Born in Rome to a family of chefs and vintners, it would only seem fitting that Andrea Vescovi grew up to become an integral part of the restaurant industry.
And he has achieved just that, recently proclaiming the much sought-after award, Sommelier of the Year, bestowed by the International Sommelier Guild of Canada at the 2009 Vancouver Playhouse International Wine Festival.
“It has been a tremendous honour to be associated with such former great sommeliers,” says Andrea. “It’s always inspiring when your peers acknowledge you for your work.”
A unique position in the hospitality industry, a wine sommelier uses their unparallel expertise to suggest favourable wine and food pairings for their guests.
Not only do sommeliers express each wine’s tasting notes, as well as the story behind the wine, but they are also masters in the art of serving wine and providing guests with superior service.
Starting out as an assistant sommelier, Andrea says that he was constantly being inspired by the top wine makers of the world.
For the past eight years, Andrea has been the wine connoisseur for the award-winning restaurant, Blue Water Cafe, located in Vancouver’s prestigious Yaletown suburb.
According to Andrea, the dining experience in BC has gradually shifted over recent years as many restaurant guests have become more interested in learning about food and wine pairings.
For Andrea, a typical day would begin with administrative duties including updating the wine list and supplying the front of the house with tasting notes.
“I would then prepare for the nightly dinner service beginning at 5 pm,” says Andrea. “During dinner I will consult tableside with our guests on which wine choices they would like and guide servers on recommending the wines for their tables.”
What he loves most about his job are the relationships that emerge.
“I love the fact that you can meet a guest for the first time and next thing you know they are inviting you into their home offering you a friendship.”

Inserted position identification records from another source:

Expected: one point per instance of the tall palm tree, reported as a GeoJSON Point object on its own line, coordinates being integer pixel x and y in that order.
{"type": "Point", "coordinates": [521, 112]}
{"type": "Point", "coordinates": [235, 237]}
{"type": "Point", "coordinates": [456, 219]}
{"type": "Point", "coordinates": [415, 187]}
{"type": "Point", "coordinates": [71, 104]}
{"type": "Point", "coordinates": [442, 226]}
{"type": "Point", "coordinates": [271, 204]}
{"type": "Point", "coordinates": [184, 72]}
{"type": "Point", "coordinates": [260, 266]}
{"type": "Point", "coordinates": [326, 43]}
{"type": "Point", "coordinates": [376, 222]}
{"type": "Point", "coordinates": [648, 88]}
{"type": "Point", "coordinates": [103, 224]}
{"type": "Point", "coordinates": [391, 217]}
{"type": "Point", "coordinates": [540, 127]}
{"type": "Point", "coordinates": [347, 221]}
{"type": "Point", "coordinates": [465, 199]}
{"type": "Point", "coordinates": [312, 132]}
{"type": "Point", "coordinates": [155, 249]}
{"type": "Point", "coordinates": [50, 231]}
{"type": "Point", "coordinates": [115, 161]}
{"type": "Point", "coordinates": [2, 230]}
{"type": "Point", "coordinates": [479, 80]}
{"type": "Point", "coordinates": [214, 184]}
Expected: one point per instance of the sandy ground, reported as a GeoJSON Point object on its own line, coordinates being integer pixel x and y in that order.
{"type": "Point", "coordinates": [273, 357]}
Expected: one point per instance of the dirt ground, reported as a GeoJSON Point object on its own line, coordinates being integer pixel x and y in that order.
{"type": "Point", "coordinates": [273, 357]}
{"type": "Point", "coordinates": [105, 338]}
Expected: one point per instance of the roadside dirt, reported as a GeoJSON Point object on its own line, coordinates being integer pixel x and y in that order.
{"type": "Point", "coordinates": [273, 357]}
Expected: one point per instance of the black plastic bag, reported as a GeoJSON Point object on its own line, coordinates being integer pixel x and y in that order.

While staff retention has always been a challenge in the hospitality industry, Andrea encourages newcomers to the industry to “have fun and embrace the industry for what it is – pure and simple entertainment where guests coming through your door are looking for an experience to remember.”
As for training, Andrea says while education in a wine or sommelier program is beneficial, typically hands-on training brings the best results. His advice is to “seek out restaurants that have good training programs because they are usually the more successful companies.”
Overall, Andrea is passionate about his career and is constantly creating new dining possibilities for his guests. This, he believes, will enhance their experience and guide them to a different approach that they may not have considered.